Surround and Surrender
One thing I noticed when using the H2''s 4-channel mode to record in surround was that the recordings didn''t have much front/rear isolation. The spacing angle between the front and rear mics is just 75 degrees, and the mics are essentially coincident. In my experience, more dramatic front/rear differentiation happens with greater distance between the front and rear mics, which creates time-delay cues that enhance your ability to localize the source of a given element in the recording. With near-coincident capsules such as the H2''s, the only directional information is provided by amplitude cues.
It would be very helpful if the H2 could record four channels using a combination of internal mics and external inputs. For example, the perennial problem with line-out board mixes of live gigs is that the vocals are too loud and the audience is too soft. If the H2 could record two channels from its internal mics and another two from its line-level inputs, you could have the best of both worlds—the direct sound from the board, and the audience and room ambience to mix down later.
You might want to record four channels even if you''re interested in stereo playback only, because you can take a 4-channel recording and later mix it down to stereo—right inside the H2. You can combine front and rear channels in equal amounts, or you can set any front/rear and left/right balance you desire using a virtual-joystick-like 3D Pan function. A new stereo file will be created, copying the 4-channel recording into a new stereo file using your custom pan settings.
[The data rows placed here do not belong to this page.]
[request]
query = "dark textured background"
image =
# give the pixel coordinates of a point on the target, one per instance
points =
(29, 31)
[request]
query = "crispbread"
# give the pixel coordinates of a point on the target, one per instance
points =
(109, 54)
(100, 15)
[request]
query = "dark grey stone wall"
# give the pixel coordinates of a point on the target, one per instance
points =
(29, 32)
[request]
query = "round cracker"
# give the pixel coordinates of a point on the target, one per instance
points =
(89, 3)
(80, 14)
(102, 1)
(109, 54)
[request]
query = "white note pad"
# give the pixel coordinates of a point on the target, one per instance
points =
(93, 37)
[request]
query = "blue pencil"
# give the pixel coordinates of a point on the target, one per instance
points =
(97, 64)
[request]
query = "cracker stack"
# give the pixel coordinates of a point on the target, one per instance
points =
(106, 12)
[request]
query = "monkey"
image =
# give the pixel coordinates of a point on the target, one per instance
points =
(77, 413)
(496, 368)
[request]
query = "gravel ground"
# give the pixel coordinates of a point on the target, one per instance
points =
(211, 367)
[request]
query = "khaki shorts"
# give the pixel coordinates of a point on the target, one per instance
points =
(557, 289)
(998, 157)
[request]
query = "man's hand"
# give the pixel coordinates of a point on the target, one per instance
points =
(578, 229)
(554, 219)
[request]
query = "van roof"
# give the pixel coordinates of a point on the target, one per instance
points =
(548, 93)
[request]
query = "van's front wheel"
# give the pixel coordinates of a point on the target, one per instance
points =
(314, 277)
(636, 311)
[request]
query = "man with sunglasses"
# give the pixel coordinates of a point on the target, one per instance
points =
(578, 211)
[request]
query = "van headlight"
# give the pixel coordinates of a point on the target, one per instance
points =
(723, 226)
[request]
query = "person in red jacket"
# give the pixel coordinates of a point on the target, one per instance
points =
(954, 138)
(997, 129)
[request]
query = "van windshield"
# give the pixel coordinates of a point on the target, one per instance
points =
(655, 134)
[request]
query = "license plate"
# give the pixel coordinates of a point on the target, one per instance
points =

I did a 4-channel rehearsal-room recording of my band, the Sippy Cups, with the vocals coming from behind the H2, and the drums, bass, guitar, and keys set up in front. Later I was able to use the 3D Pan function to rebalance the vocal level relative to the instruments (within the limits of the H2''s internal mic''s front/rear isolation). Down-mixing the results makes a WAV file, but you can convert it (or any H2 stereo recording) into an MP3 file at any of the bit rates the H2 supports—handy indeed.